De tout temps l’Aventurier intelligent, astucieux, champion de l’audace et de la bravoure, généreux avec ses amis et impitoyable pour les lâches, a été votre héros favori. Aussi vous vivrez avec passion les incroyables péripéties qu’incarnera Irving Le Roy dans la nouvelle collection L’Aventurier, et que vous retrouverez avec ferveur dans chacun de ces volumes.

Telle était la présentation de ce nouvel héros. Une profession de foi, une bible dont s’inspireront les autres auteurs de la collection.

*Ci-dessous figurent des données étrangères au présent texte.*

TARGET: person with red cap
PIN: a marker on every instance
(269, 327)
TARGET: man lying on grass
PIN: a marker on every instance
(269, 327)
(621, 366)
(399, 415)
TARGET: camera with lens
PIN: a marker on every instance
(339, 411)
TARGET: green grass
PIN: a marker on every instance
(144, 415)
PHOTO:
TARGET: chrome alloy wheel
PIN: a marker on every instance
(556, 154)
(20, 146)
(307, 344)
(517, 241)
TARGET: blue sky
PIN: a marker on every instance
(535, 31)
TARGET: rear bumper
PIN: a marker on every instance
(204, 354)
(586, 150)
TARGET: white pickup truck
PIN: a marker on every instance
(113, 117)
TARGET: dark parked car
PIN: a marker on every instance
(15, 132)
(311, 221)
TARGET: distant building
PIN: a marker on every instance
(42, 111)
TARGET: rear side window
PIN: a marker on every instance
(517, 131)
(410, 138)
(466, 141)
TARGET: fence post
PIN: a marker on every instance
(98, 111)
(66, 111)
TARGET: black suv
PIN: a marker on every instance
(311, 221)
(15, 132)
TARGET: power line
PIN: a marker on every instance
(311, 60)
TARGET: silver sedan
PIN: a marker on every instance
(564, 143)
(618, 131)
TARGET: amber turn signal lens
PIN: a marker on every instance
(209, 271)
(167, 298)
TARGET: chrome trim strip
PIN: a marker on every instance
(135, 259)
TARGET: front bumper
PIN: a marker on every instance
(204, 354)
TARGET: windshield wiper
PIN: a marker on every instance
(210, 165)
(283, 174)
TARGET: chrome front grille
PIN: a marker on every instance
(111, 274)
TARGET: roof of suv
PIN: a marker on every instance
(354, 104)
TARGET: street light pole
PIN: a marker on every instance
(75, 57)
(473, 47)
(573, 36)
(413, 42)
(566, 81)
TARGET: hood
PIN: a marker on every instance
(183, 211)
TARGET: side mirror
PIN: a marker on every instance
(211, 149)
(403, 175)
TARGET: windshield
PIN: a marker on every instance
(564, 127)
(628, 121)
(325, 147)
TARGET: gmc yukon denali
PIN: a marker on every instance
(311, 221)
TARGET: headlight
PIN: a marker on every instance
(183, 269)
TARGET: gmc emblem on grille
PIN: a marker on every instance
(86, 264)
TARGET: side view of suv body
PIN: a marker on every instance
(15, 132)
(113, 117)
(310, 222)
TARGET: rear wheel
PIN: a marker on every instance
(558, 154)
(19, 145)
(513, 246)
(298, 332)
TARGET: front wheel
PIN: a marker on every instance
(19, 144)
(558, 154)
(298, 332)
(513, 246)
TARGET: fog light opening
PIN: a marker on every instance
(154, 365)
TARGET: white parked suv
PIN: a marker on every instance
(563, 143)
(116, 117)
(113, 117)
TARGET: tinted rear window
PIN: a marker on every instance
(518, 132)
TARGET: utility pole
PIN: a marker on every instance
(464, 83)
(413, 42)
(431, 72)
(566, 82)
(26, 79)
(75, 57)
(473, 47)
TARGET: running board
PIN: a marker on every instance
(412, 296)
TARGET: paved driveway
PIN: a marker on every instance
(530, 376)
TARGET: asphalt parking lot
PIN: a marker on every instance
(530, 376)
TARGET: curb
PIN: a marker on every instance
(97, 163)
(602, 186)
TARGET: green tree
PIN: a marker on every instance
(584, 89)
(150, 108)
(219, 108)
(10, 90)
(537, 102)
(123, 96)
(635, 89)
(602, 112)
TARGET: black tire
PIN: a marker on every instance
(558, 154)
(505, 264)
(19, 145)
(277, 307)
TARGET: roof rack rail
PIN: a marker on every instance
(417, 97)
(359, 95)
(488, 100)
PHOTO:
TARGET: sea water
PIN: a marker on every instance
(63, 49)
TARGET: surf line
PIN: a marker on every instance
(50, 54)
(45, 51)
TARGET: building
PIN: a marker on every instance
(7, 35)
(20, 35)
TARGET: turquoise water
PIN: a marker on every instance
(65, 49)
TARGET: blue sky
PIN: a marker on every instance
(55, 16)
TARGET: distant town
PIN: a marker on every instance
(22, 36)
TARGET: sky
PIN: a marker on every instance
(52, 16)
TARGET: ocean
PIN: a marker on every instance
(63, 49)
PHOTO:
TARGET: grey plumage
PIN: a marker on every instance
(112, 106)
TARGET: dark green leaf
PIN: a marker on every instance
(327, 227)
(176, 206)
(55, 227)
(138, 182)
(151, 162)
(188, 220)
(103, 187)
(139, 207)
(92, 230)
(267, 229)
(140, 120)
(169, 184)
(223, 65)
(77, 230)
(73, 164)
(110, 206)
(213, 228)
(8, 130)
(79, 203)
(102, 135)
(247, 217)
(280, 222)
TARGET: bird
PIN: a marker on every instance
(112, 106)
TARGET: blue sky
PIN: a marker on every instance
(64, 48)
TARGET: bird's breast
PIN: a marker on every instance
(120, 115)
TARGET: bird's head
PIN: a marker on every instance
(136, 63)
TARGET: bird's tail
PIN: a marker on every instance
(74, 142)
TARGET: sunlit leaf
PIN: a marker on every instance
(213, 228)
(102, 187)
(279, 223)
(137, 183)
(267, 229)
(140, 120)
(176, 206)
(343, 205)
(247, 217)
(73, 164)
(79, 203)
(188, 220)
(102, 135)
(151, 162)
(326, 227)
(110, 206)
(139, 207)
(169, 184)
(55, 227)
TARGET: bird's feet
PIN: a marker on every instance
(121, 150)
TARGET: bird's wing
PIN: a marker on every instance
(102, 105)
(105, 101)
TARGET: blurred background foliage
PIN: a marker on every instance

Irving LE ROY, l’auteur, de son vrai nom Robert Georges Debeurre est né à Paris juin 1909, faubourg Saint Honoré, en face de l’Elysée sous la présidence de Raymond Pointcarré. Il effectue cinq années d’études médicales et pour payer ses inscriptions à la Faculté, pratique un tas de métiers dont débardeur aux Halles, conducteur de triporteur, imprimeur, électricien et chauffeur de taxi. Il abandonne la médecine alors qu’il allait passer sa thèse et devient comédien par hasard. S’estimant mauvais acteur, il passe de l’autre côté de la caméra et se reconvertit comme assistant metteur en scène de Fritz Lang, G.W. Pabst, Julien Duvivier, Jacques Feyder, entre autres. Puis il tâte du journalisme à Paris Soir et à Gringoire. En 1939, il se trouve embringué dans la “ drôle de guerre ”, à Dunkerque, puis à l’Oflag II D en Poméranie. Officier au 27 bureau de l’état-major puis au 5è bureau de la Subdivision de Marseille il est nommé commandant de réserve à la fin de la guerre. Après un passage comme scénariste et dialoguiste au début des années cinquante dont La femme à l’orchidée d’après Je ne suis pas un enfant de chœur, il se reconvertit dans l’écriture. Son premier roman policier sort en 1952. Il en écrira plus de cent-dix sous divers pseudonymes dont les plus connus sont Susan Vialad, Robert-Georges Méra, Georges Méra, Thomas Walsh, Ergé Hemm, Robert Georg Maier, Andy Knight, Jaime Barbara, Donald Curtiss et bien d’autres d’abord sous la houlette de Roger Dermée puis au Fleuve Noir. Trois fois marié, dont l’une des épouses fut Barbara Val, trois fois divorcé, il est grand-père à trente cinq ans et bisaïeul à cinquante trois.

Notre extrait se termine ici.